Le contact peut provoquer une douleur intense, des rougeurs et des lésions ressemblant à des brûlures. Des symptômes plus importants peuvent aussi apparaître dans certains cas.

Sur Atalaya, nous avons la chance de les observer en toute sécurité

Chez Explore Ocean, ces rencontres sont aussi l’occasion d’admirer un organisme marin aussi étonnant que méconnu.

À bord d’Atalaya, nous sommes ravis d’observer ces belles créatures en toute sécurité, à distance de leurs filaments.

Depuis le bateau, leur flotteur aux reflets bleus et violets offre parfois un spectacle remarquable à la surface de l’océan. Ces observations permettent aussi de mieux comprendre le fonctionnement du milieu marin et les espèces qui peuvent ponctuellement fréquenter nos eaux.
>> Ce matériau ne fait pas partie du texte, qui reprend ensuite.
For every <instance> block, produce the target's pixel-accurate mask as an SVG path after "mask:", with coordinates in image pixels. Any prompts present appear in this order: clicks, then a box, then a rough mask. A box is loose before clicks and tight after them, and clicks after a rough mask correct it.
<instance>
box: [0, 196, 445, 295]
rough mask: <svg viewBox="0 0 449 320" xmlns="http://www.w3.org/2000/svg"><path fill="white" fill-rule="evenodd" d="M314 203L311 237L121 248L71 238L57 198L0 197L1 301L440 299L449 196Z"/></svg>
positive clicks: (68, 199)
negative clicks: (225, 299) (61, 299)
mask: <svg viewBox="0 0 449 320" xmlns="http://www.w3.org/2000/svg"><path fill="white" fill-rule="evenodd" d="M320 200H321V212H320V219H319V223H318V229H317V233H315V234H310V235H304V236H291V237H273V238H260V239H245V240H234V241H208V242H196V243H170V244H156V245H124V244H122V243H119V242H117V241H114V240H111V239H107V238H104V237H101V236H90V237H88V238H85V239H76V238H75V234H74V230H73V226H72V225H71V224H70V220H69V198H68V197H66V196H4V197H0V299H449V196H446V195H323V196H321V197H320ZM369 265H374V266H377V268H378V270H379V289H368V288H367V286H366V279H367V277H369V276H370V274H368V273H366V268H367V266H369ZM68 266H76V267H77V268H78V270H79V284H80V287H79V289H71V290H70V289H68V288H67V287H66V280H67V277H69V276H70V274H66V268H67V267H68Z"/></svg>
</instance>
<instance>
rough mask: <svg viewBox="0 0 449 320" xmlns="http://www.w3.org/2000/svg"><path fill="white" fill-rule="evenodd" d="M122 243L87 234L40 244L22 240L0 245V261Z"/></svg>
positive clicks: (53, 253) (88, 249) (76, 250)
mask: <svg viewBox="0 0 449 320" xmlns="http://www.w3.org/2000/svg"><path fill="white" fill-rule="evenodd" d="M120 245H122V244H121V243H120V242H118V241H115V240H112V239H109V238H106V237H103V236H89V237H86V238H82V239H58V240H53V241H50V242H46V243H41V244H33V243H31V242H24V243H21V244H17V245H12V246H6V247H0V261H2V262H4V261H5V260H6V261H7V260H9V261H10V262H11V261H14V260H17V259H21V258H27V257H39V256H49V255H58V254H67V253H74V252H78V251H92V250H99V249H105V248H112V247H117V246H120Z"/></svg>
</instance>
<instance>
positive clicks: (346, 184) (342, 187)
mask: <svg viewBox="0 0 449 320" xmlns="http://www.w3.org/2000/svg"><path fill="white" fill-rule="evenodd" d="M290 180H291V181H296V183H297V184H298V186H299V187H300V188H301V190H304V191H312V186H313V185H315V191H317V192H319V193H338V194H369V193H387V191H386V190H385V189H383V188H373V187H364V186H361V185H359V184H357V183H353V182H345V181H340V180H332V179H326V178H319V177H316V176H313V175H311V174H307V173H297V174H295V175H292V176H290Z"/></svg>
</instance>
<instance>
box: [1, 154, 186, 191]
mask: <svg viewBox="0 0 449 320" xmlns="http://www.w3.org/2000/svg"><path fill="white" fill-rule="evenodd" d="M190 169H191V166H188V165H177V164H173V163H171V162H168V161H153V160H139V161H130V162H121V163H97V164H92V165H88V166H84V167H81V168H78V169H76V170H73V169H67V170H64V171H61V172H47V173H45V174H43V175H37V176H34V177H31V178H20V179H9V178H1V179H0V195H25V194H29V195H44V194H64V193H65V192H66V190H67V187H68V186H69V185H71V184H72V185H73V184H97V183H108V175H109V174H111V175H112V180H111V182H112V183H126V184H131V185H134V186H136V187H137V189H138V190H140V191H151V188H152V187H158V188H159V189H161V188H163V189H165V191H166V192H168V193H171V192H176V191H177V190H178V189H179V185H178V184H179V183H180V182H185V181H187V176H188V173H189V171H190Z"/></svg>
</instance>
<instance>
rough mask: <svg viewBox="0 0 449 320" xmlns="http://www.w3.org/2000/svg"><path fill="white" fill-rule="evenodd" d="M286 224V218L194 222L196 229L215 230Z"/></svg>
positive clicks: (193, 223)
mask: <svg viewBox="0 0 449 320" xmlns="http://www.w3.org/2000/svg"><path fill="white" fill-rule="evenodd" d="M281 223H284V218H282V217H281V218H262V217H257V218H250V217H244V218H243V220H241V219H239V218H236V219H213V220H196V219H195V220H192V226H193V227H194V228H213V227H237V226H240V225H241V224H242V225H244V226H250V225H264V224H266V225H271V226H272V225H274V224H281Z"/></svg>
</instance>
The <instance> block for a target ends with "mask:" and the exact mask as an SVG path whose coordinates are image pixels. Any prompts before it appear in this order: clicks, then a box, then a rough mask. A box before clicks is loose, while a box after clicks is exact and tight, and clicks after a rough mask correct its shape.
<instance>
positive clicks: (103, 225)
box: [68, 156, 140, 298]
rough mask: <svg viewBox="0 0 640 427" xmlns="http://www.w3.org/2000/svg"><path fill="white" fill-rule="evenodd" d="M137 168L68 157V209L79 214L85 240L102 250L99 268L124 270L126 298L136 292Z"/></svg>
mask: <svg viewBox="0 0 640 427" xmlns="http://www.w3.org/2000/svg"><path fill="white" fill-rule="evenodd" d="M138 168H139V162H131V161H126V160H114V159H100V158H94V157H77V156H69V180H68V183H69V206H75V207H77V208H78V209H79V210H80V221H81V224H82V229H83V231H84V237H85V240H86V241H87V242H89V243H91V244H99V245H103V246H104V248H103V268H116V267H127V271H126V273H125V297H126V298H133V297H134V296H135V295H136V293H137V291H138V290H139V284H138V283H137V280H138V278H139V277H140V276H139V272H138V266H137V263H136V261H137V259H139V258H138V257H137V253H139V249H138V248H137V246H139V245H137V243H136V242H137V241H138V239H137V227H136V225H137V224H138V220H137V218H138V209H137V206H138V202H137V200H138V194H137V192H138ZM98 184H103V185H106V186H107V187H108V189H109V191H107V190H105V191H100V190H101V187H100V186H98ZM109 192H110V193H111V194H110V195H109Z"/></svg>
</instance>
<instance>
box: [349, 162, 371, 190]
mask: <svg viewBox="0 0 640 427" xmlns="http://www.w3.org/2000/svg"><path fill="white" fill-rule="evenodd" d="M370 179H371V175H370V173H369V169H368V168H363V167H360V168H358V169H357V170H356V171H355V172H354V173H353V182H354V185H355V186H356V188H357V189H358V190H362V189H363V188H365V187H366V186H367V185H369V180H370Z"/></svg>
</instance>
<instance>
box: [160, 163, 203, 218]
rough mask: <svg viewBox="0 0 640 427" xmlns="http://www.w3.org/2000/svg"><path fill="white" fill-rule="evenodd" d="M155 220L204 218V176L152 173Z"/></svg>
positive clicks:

Pour nous, la règle reste simple : observer, photographier et respecter l’animal, sans jamais le toucher.

Une physalie n’a pas besoin d’être manipulée pour être fascinante.

Que faire en cas de piqûre ?

En cas de contact avec un filament, l’ARS Nouvelle-Aquitaine recommande de sortir immédiatement de l’eau et de rincer la zone avec de l’eau de mer.

Il ne faut surtout pas utiliser d’eau douce, ni frotter la peau.

Il est également déconseillé d’utiliser des remèdes improvisés ou de manipuler directement les éventuels fragments de filaments restés sur la peau.

Une piqûre peut entraîner une douleur importante, des rougeurs, des nausées, des vertiges ou un malaise.

En présence de symptômes importants, il faut prévenir le poste de secours ou contacter le SAMU au 15.

Observer plutôt que toucher

La présence de physalies sur la côte basque rappelle à quel point l’océan peut réserver des rencontres inattendues.

Sur une plage, il faut respecter les consignes des sauveteurs et ne jamais toucher un individu échoué.

En mer, ces organismes peuvent en revanche être observés à distance.

Et lorsque nous avons la chance d’en croiser depuis Atalaya, nous préférons profiter du spectacle en gardant une règle en tête : la meilleure manière de découvrir la vie sauvage reste toujours de l’observer sans la déranger.